# How do I estimate/bound the error in an inverse Laplace transform?

Suppose I have a Laplace transform,

$$F(s) = \int_0^{\infty}dx\ f(x)e^{-s x} \ .$$

I know that

$$F(s) \approx e^{A/(4s)}$$

(for $s$ real) where $A$ is very large, and I want to estimate $f(x)$. I suspect that $f(x) \approx e^{\sqrt{A x}}$, because then the integral can be done by the saddlepoint method and agrees with $F(s)$. But can you suggest a method or reference to make this sort of statement precise? (Or is it wrong?)

In other words, can I reliably take the inverse Laplace transform of a function $F(s)$ that is known only approximately?

This question is motivated by a physics calculation, where $F(s)$ is the free energy at temperature $T=1/s$ and I am trying to infer something rigorous about the density of states $f(x)$.

• What does your formula $F(s)\approx s^{A/(4s)}$ mean?

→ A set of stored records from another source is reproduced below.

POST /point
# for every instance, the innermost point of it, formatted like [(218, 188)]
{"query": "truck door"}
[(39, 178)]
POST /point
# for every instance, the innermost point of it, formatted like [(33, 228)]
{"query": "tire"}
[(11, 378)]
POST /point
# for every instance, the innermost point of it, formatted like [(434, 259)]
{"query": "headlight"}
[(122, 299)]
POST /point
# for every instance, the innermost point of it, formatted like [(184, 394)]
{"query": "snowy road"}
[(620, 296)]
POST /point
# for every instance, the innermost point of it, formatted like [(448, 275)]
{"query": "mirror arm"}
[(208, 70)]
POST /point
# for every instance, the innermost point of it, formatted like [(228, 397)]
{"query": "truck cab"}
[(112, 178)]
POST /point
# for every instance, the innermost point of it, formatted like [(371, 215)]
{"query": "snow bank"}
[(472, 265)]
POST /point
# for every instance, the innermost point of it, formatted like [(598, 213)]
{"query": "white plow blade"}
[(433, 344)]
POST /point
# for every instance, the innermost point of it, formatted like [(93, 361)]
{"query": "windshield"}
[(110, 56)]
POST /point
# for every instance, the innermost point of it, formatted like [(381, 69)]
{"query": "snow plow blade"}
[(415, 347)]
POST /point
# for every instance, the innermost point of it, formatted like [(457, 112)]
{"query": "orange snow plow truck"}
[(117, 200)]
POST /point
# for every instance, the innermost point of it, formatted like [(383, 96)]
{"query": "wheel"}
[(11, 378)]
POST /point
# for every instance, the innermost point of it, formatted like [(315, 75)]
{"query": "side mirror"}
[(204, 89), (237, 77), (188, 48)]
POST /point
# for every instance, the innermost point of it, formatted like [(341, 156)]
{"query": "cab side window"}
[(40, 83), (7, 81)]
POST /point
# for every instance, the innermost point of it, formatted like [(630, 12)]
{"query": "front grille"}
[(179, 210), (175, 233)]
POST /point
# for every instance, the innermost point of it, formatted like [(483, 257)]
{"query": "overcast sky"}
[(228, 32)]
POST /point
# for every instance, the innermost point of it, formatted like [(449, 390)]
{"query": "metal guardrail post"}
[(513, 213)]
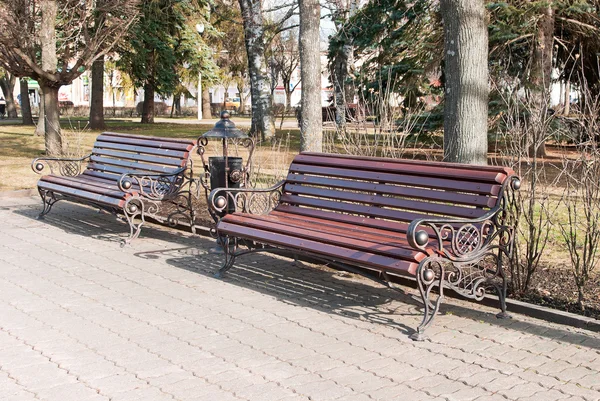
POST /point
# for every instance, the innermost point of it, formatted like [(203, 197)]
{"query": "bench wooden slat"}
[(313, 233), (136, 156), (146, 142), (468, 169), (345, 227), (85, 183), (362, 210), (378, 200), (177, 154), (78, 193), (403, 179), (102, 175), (374, 236), (394, 190), (364, 259), (151, 138), (399, 227), (132, 166)]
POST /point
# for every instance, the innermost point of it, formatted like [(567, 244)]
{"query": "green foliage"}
[(163, 47), (399, 42), (400, 45)]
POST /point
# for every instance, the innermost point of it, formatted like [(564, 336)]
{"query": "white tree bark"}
[(466, 81), (47, 35), (263, 124), (311, 129)]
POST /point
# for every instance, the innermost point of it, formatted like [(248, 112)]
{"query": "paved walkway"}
[(82, 319)]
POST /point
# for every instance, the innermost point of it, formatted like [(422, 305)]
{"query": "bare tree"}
[(263, 124), (342, 60), (466, 87), (540, 79), (69, 35), (97, 104), (286, 57), (25, 103), (311, 129), (7, 84)]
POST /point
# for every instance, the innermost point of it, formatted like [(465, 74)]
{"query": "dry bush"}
[(388, 136), (532, 204), (581, 197)]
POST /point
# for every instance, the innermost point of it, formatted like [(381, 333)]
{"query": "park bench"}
[(130, 175), (447, 225)]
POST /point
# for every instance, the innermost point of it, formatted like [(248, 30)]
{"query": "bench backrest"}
[(115, 154), (392, 192)]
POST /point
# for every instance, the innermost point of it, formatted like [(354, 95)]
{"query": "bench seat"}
[(447, 225), (132, 175)]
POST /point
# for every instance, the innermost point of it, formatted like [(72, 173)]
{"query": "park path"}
[(82, 319)]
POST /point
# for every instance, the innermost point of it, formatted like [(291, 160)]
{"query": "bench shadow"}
[(330, 291), (323, 289), (296, 283)]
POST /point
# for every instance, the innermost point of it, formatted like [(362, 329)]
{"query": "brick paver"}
[(82, 319)]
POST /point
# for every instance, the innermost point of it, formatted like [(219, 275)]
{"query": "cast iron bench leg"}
[(48, 199), (133, 210), (229, 252)]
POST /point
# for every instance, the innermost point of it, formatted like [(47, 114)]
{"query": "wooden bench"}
[(448, 225), (133, 175)]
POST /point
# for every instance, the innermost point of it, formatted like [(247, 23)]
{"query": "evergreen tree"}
[(161, 45)]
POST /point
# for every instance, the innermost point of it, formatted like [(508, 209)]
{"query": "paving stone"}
[(82, 319), (521, 390)]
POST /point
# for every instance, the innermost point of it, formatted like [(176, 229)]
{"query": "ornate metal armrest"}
[(459, 240), (153, 186), (59, 165), (247, 200), (466, 240)]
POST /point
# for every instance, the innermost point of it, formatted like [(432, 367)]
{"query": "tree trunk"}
[(567, 108), (466, 83), (177, 105), (54, 145), (206, 111), (311, 130), (49, 11), (541, 81), (148, 106), (263, 124), (25, 104), (339, 77), (288, 98), (40, 129), (8, 87), (97, 106)]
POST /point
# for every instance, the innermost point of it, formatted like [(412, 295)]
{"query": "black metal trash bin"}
[(218, 176), (216, 167)]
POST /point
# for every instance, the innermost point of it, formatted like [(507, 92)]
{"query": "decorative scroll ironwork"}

Is this for small $s$? For large $s$? Please explain. – Alexandre Eremenko Nov 3 '13 at 2:32

## 2 Answers

A very sobering warning (with some relevant estimates) about inverting the Laplace transform was given by Charlie Epstein and John Schotland here. (the paper appeared in the SIAM review in 2008).

With $\hat{}$ standing for the Fourier transform, you have, at least formally, $$F(s)=\int H(x) f(x) e^{-2i\pi\frac{sx}{2iπ}}dx=\widehat{fH}(\frac{s}{2iπ})$$ and still formally, this entails $$f(x) H(x)=\int_\mathbb R F(2iπ s)e^{2iπ s x} ds. \tag 1$$ As a result you get an integral expression for $f$ in terms of $F$. To justify the formal calculation above, you need at least to prove that the distributions whose Fourier transforms are taken are indeed tempered distributions, so that the formulas hold in a weak sense. With some holomorphy assumptions (e.g. on the upper half-plane), you can certainly deform the real line into a contour on which the integral (1) is absolutely converging.

You have to impose some hypotheses on the domain of homomorphy of $F$ and to precise where your asymptotic assumption holds.